Avis and Peter went about their own affairs, but Auna sat beside her father until he bade her leave them.
"I made this here man come in with me," explained William. "He weren't coming, but I said he'd be welcome for two reasons—firstly to wish you a friendly wish, which was in him to do, and secondly to see me home, because the night be blowing up for foul and I'm so light as a leaf nowadays; and if the wind thrust me in the river, there I should certainly bide."

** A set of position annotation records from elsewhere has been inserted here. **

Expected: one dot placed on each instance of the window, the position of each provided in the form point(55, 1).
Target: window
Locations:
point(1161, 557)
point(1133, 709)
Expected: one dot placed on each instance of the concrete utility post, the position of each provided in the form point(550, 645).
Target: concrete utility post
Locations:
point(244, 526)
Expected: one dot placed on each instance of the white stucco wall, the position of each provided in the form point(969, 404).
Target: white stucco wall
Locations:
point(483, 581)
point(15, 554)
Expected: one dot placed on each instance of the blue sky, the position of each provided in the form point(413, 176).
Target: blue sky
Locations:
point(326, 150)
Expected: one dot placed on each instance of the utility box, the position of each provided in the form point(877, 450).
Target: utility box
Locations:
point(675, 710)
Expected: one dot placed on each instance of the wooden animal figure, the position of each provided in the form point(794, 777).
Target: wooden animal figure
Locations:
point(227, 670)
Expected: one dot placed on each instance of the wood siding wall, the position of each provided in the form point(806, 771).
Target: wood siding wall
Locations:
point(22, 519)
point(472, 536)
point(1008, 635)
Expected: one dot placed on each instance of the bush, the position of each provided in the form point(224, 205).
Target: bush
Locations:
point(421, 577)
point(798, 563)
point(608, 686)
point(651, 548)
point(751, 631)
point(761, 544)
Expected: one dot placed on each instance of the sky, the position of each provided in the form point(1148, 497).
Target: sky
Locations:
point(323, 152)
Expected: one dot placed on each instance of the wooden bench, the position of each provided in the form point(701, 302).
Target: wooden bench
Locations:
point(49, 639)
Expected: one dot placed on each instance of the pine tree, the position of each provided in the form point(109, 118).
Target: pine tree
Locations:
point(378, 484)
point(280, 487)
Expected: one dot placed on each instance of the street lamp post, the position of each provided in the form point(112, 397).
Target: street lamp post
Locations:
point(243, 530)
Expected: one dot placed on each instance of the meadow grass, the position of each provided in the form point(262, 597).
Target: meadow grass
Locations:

They shook hands and Winter spoke.
"You know how much I've felt about this. It was a very terrible thing to fall out and——"
"Don't go back to it. Don't let it trouble you any more. How is the man? Does he understand that it was a bad thing to do? Does he understand that he and I have both been out of our minds and done bad things? Or he may argue, perhaps, that he was right to take the law into his own hands. Anyway what he did to me was a great deal less than what I did to you. I know—I know, Adam. It's one of the few blessings left that time can let me talk in this stark fashion to you. Where there's such forgiveness as yours to me, there's a great foundation for friendship. Humble enough on my side. But it would be well to know if Samuel has took your line in that matter and harbours no malice, or if I must be on my guard."
"He's long since forgotten all about it. He remembers no more than my bull remembers. He'll wonder to see you lame and treat you respectful, same as he did before."